Chronicler of people and lore of Superstitions was also a legend
By Bill Van Nimwegen
Our community’s local historian and real-deal cowboy, Tom Kollenborn, passed away on Thursday, September 27 at age 80.
Tom was the author of the weekly column, “Kollenborn’s Chronicles” in this newspaper and has been a friend to all who have gathered in wonder of the majesty and mystery of the Superstition Mountains.
One of Tom’s favorite subjects was the legends surrounding the Lost Dutchman gold mine. He met, interviewed and wrote stories about many prospectors’ quests for gold.
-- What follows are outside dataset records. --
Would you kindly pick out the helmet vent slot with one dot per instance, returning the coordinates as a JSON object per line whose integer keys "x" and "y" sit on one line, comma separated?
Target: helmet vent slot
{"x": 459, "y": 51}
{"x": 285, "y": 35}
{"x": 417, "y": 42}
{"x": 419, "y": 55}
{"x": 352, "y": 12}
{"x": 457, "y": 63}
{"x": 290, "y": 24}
Tom did not believe that there was a Lost Dutchman’s Mine in the Superstitions. He regularly wrote of nearby sites he visited with placer gold present, but not the riches many proclaimed. “I will never find a lost gold mine, because I just don’t believe in them.” Tom wrote in his story “A Point of Reference.” “My real gold is gathering and recording history, and I hope some day it will be valuable to others.”
His readers and his friends knew that the real bonanza had already been found—Tom Kollenborn is the true mother lode of the Superstitions.
In his nearly 70 years living in the Superstition Mountain area, Tom was a working cowboy with the Barkley Cattle Company, a teacher in local schools, a lecturer for civic groups and colleges, a writer and a volunteer for conservation and veterans’ groups.
Tom was born in 1938, the same year that the Don’s Club dedicated the “Dutchman’s Monument” that is now located in the heart of Apache Junction. The city’s mayor, Jeff Serdy said, “The Apache Junction area has lost a local legend with the passing of Tom Kollenborn. He leaves behind a void that cannot be filled by another person, but thankfully we will always have his written word that is larger than life.”
Tom graduated from Phoenix Union High School in 1956 and attended Arizona State Teacher’s College (now Arizona State University). He served in the United States Air Force and received his Master’s Degree in 1977 from ASU.
He and his wife Sharon were early investors in Apache Land, where many familiar western legends were produced as movies and TV shows.
Based on a handshake, The News began publishing “Kollenborn’s Chronicles” more than 15 years ago and will continue to rotate the thousands of stories Tom has bequeathed.
The outpouring of support for his family from his friends and neighbors attest to the lasting impression he’s made. “We have lost a piece of our history,” said Robin Barker, AJ Councilwoman and publisher of The News. “We will mourn the man, but his memories of the history of our area will go on.”
A memorial service at Lost Dutchman State Park is being planned, but details have yet to be finalized. The News will publish the time and date when available.